Guidant Corp. sank 9.7 percent, or $6.67, to $61.93, after the medical devices maker warned doctors to avoid implanting certain defibrillator models due to manufacturing defects. The company has also alerted the Food and Drug Administration, which may classify the action as a recall.
Unocal Corp. added 28 cents to $65.30 after the Chinese state-owned oil company CNOOC Ltd., which made an unsolicited $18.5 billion offer for the oil company on Thursday, said it was willing to discuss selling some Unocal assets and putting others under American management. The announcement came after four members of ConGREss called on the U.S. government to review the security implications of the proposed deal. Rival bidder Chevron Corp. gained 19 cents to $57.52.
The Russell 2000 index, which tracks smaller company stocks, was down 3.76, or 0.59 percent, at 630.36.

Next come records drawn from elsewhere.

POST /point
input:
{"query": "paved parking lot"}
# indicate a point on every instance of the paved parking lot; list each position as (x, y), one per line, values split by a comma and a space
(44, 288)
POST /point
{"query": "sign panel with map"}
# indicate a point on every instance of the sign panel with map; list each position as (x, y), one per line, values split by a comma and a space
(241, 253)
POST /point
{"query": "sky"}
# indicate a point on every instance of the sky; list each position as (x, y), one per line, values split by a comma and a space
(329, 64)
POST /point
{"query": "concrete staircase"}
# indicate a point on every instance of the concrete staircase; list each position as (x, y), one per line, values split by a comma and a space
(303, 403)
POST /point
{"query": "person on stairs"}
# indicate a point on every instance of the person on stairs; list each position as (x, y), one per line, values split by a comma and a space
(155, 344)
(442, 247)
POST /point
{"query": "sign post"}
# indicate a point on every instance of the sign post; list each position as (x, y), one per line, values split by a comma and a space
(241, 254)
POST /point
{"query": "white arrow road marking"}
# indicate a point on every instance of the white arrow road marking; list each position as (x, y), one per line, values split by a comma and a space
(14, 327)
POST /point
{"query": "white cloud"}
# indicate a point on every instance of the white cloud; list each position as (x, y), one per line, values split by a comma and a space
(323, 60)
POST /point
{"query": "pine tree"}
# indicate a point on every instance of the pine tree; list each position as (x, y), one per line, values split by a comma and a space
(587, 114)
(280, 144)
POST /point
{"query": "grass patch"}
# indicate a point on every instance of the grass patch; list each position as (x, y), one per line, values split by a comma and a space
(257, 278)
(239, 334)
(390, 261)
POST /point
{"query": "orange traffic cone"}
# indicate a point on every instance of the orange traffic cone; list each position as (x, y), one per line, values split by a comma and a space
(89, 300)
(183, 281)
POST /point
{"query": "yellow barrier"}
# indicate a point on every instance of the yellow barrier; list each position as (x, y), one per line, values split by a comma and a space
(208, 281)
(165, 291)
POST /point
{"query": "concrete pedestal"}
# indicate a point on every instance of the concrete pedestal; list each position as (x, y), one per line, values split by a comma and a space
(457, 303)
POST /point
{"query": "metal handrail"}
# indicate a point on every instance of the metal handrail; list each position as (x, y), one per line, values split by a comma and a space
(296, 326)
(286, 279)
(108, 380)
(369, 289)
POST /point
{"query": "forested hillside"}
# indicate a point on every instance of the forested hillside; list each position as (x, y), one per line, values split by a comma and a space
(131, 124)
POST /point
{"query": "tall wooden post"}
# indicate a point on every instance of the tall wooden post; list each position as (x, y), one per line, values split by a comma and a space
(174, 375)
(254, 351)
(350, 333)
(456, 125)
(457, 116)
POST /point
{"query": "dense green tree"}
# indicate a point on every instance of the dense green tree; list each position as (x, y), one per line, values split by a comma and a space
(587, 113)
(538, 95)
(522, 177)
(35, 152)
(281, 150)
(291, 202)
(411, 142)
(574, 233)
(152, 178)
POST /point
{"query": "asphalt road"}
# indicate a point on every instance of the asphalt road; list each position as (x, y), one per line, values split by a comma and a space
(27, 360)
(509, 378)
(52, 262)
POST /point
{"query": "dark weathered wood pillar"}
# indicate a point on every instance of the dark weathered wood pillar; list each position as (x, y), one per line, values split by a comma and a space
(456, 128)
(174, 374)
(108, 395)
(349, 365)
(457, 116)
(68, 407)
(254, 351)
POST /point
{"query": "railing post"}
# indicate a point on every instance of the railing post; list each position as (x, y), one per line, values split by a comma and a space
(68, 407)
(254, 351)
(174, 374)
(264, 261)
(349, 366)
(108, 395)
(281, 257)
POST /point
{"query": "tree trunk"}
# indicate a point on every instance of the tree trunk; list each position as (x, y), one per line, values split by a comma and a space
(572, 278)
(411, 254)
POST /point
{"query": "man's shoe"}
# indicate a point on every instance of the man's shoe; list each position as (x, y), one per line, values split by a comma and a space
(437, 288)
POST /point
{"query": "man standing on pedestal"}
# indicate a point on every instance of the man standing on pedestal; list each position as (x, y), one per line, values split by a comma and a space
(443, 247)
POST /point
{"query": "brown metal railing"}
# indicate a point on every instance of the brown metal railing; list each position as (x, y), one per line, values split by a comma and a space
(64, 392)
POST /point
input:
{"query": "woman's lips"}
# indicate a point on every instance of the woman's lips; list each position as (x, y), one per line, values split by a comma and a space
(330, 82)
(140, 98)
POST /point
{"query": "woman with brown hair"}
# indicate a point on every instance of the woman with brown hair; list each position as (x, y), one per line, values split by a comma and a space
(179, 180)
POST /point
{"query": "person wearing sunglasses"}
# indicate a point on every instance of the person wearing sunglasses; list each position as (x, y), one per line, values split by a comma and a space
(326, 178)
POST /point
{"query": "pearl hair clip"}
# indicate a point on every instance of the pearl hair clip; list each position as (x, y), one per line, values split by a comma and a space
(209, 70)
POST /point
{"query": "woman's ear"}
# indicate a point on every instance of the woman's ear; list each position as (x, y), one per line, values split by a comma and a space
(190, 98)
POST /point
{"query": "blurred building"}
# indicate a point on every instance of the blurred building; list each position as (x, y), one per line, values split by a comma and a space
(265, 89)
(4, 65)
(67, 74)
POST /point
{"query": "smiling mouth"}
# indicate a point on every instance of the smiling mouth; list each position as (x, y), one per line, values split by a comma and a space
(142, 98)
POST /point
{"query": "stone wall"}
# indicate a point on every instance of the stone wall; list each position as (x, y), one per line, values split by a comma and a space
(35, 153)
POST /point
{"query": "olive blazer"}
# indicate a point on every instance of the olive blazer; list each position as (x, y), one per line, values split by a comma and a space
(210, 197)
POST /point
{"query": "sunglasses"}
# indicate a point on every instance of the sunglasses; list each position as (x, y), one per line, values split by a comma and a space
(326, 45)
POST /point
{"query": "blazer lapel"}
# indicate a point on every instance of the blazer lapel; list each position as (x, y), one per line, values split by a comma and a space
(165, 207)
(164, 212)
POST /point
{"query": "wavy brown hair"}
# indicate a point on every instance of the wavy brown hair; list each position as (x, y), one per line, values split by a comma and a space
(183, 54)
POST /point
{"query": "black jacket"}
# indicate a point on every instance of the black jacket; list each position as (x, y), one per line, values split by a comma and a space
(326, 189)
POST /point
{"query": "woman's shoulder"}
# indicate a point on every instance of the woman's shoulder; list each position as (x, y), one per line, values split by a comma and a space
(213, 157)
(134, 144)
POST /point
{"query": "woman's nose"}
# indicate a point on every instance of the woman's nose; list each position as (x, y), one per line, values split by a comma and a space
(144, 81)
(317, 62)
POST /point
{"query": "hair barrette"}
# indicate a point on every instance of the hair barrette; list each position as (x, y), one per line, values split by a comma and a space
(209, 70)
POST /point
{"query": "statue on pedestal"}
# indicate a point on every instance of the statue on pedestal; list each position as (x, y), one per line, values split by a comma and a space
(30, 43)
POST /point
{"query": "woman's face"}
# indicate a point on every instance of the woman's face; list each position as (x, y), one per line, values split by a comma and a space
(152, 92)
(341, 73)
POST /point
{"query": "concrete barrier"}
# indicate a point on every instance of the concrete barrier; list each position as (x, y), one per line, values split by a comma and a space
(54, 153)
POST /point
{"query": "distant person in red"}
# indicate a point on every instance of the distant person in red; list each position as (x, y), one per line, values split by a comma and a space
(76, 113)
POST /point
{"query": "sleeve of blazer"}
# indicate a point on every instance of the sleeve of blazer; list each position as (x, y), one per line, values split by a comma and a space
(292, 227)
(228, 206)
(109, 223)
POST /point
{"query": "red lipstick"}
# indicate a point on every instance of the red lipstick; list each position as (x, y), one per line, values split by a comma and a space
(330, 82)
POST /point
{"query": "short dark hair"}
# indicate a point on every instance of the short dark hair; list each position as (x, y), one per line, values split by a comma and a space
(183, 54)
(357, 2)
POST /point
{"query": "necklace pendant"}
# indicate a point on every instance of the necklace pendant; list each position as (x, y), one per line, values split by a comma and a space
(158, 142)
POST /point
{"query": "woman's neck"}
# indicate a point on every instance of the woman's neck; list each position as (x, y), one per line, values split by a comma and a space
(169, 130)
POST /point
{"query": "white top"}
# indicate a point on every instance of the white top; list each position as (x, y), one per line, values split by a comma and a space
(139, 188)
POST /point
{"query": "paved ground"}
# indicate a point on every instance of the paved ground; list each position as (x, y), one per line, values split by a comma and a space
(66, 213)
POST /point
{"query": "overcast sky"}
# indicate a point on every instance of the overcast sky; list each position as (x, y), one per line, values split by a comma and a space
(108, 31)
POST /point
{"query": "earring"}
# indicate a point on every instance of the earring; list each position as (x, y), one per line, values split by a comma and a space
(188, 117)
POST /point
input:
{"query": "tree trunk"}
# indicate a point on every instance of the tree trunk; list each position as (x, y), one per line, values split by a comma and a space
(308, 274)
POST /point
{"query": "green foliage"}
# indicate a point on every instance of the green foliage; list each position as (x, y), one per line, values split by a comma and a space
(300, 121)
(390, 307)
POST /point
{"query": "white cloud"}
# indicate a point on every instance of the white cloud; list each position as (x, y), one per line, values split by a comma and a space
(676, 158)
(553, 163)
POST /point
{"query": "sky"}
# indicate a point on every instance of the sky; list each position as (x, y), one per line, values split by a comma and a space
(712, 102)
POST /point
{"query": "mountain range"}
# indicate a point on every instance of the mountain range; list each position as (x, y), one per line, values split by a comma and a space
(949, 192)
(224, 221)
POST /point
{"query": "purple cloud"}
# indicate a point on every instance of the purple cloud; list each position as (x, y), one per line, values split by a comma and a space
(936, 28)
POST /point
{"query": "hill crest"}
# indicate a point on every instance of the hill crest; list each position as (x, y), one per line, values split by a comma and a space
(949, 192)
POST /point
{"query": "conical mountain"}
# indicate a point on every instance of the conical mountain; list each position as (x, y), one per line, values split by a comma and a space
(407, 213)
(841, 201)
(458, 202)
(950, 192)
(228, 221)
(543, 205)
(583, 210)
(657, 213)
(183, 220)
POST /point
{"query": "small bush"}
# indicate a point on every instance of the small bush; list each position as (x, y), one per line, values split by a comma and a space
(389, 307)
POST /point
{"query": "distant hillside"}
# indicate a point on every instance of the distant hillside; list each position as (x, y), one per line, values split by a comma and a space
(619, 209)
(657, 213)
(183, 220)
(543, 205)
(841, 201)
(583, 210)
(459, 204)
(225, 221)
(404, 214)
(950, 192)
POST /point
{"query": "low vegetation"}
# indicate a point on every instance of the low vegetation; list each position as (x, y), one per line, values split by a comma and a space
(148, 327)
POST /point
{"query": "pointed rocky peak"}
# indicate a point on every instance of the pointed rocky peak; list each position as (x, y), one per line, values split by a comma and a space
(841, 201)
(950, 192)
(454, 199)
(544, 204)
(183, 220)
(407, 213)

Declining issues outnumbered advancers by about 4 to 3 on the New York Stock Exchange. Volume was at 416.18 million shares, compared with 388.54 million traded at the same point Thursday.
Overseas, Japan's Nikkei stock average slipped 0.34 percent. In afternoon trading in Europe, France's CAC-40 fell 0.91 percent, Britain's FTSE 100 declined 0.72 percent and Germany's DAX index was down 1.09 percent.